今年は「JA秋田おばこ神代有機米生産研究会」を中心に、農家54人が61ヘクタールを作付けた。昨年の集荷量は487トンだ。
モートピア神代は、農家14人と千葉県、静岡県、東京都の米小売店主10人で構成。農家2人を常時雇用し、30頭の和牛を飼育する。昨年は、子牛22頭を販売した。
堆肥は、牛舎2棟で集めたふんに酵素を混ぜ、堆肥舎で切り返し、十分に腐熟させて作る。
神代地区の米は、食味が良いと高評価を受けてきた。藤村組合長は「冷害で不作の年でも、牛ふんを使った農家は被害が少なく、全国から引き合いがあった」と振り返る。
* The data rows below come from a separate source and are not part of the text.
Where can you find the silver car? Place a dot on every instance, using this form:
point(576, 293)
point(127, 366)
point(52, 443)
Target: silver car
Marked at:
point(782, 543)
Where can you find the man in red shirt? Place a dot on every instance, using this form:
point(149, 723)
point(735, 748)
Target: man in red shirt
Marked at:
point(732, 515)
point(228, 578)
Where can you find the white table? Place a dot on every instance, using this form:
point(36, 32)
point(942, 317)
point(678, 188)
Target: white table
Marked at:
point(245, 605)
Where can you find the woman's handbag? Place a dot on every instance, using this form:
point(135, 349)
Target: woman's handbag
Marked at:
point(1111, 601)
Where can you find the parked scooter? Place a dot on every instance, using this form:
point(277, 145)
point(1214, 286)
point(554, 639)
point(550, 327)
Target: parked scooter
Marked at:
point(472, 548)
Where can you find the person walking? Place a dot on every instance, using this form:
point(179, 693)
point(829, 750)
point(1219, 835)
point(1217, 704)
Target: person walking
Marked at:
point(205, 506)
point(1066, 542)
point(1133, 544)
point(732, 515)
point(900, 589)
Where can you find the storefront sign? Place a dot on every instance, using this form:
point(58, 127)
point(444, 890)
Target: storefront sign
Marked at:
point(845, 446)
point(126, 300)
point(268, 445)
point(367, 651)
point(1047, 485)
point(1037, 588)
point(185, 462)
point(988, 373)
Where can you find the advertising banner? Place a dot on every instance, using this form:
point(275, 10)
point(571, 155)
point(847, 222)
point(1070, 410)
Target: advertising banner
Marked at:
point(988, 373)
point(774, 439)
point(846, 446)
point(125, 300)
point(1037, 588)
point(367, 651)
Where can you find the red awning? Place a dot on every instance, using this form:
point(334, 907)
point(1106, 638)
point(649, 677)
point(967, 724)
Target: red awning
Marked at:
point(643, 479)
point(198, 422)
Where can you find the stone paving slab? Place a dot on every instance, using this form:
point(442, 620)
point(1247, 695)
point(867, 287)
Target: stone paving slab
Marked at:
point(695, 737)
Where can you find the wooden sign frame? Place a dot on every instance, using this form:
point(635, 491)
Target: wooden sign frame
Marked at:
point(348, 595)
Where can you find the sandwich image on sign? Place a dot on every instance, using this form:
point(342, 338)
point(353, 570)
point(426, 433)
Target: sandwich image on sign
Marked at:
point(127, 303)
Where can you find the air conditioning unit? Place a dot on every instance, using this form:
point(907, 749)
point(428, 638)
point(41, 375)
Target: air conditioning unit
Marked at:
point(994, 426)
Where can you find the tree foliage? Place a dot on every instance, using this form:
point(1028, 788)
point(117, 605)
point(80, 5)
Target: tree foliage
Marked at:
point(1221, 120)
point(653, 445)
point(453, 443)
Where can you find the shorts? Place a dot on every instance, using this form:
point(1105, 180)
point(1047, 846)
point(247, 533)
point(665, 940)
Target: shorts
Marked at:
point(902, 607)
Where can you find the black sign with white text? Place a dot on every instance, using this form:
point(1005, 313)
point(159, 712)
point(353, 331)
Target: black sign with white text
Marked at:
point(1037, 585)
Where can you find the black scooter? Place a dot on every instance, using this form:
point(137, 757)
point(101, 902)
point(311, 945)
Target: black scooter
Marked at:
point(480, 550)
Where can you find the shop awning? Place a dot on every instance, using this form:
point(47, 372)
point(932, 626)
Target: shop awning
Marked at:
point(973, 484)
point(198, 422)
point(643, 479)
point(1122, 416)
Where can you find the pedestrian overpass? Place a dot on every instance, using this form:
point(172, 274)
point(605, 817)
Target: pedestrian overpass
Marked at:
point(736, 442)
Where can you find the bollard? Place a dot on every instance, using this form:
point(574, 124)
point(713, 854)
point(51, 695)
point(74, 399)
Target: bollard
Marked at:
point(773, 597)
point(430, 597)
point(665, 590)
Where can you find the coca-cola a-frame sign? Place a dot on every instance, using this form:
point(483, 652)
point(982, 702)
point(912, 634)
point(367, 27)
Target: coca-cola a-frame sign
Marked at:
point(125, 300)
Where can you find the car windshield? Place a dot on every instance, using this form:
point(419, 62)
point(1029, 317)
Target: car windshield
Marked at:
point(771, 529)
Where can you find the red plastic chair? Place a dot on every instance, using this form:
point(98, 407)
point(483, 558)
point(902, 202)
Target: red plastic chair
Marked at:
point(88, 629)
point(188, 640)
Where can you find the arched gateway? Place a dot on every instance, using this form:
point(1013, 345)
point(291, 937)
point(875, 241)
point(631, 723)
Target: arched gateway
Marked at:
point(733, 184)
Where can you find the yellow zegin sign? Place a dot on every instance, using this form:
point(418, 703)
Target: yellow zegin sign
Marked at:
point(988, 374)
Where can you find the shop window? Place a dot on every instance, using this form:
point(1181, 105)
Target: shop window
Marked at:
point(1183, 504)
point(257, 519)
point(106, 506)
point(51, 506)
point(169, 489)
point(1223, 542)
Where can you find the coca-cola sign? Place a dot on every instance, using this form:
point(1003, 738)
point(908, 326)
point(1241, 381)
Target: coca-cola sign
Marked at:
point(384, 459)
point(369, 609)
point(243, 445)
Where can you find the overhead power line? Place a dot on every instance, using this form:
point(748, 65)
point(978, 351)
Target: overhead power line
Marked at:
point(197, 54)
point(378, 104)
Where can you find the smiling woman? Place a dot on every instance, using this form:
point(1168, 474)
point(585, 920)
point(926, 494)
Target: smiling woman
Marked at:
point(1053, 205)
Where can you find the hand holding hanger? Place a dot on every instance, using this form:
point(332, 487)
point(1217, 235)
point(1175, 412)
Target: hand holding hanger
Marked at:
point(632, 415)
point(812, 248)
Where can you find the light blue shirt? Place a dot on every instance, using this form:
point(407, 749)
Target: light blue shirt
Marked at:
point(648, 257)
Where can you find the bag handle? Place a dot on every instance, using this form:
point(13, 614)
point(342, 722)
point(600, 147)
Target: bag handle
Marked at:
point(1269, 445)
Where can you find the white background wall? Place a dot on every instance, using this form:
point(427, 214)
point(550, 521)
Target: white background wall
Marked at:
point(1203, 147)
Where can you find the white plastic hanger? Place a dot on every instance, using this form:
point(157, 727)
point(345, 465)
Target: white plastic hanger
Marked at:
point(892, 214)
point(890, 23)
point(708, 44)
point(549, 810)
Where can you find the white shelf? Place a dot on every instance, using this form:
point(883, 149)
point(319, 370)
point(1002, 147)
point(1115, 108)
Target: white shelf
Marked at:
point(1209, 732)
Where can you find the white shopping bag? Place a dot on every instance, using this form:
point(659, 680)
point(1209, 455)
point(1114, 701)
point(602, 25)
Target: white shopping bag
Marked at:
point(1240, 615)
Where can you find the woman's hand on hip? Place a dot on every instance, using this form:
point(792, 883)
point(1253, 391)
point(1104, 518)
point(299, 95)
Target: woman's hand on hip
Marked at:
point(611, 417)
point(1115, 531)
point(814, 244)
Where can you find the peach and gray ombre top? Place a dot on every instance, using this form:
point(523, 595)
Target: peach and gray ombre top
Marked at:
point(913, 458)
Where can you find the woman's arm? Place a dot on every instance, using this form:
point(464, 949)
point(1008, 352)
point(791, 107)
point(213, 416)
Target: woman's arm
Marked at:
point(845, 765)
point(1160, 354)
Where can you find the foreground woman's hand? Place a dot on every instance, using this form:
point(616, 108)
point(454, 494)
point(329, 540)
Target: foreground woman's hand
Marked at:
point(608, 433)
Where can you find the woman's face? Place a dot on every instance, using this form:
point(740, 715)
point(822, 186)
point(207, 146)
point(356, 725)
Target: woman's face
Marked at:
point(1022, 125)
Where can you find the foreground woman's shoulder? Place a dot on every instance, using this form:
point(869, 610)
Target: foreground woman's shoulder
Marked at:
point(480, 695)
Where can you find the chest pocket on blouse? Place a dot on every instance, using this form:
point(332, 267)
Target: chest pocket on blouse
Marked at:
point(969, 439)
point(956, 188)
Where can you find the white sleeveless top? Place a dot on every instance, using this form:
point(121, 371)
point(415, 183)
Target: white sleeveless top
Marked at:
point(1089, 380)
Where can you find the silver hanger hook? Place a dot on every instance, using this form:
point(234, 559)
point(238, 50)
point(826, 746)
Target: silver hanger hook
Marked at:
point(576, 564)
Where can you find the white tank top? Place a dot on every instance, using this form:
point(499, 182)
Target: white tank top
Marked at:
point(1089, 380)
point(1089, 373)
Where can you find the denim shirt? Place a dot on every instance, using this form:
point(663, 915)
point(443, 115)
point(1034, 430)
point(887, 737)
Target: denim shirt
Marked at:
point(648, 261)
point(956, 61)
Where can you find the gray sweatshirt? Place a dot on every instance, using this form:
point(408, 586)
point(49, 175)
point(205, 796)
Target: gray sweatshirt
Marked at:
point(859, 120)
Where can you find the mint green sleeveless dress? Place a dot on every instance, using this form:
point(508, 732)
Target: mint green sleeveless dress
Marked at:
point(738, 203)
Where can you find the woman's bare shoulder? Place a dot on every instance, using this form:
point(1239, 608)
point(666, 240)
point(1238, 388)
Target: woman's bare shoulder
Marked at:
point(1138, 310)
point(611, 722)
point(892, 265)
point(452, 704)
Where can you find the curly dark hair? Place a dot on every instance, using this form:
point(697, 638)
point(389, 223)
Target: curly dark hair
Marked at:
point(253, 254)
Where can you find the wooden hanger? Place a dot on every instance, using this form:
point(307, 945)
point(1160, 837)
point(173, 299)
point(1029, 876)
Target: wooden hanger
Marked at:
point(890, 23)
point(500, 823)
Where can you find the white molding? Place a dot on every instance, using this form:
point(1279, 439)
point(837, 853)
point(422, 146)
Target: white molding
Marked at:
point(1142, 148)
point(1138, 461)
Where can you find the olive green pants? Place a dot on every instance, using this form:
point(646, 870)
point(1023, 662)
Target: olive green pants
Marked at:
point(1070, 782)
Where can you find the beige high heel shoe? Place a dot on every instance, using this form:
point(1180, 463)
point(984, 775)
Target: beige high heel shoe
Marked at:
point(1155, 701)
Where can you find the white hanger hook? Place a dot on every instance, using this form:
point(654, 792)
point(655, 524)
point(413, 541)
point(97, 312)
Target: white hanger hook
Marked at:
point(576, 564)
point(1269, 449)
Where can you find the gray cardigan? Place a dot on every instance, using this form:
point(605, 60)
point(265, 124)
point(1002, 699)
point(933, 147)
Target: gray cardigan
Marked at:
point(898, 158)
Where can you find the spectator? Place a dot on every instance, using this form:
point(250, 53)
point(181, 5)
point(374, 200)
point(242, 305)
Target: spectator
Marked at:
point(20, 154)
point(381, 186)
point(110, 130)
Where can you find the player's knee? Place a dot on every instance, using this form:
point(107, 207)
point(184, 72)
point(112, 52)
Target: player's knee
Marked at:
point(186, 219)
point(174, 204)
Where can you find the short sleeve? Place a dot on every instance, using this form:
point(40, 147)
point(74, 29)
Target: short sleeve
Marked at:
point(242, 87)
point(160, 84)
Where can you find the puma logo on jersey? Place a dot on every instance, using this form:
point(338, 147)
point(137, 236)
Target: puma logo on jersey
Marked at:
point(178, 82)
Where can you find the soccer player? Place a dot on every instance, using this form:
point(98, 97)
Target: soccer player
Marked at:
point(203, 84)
ブランド米として流通が軌道に乗ったものの、91年の牛肉輸入自由化などから、牛の飼養頭数が減少。堆肥の確保が困難になっていた。また高齢化が進み、重労働の堆肥散布も敬遠されつつあったという。危機感を持った県外の米小売店は95年、堆肥散布機12台の購入に対し、資金援助を申し出る。これを機に、1人当たり40万円の出資金を元手に生産者と米小売店が共同出資し、モートピア神代を設立した。
静岡市で片山米店を経営する組合員の片山岳彦さん(48)は、「じゃんご米は、甘味があり粒がしっかりしている。神代地区の環境や農家の人柄も含め、この米なら消費者の方に薦められる」と評価する。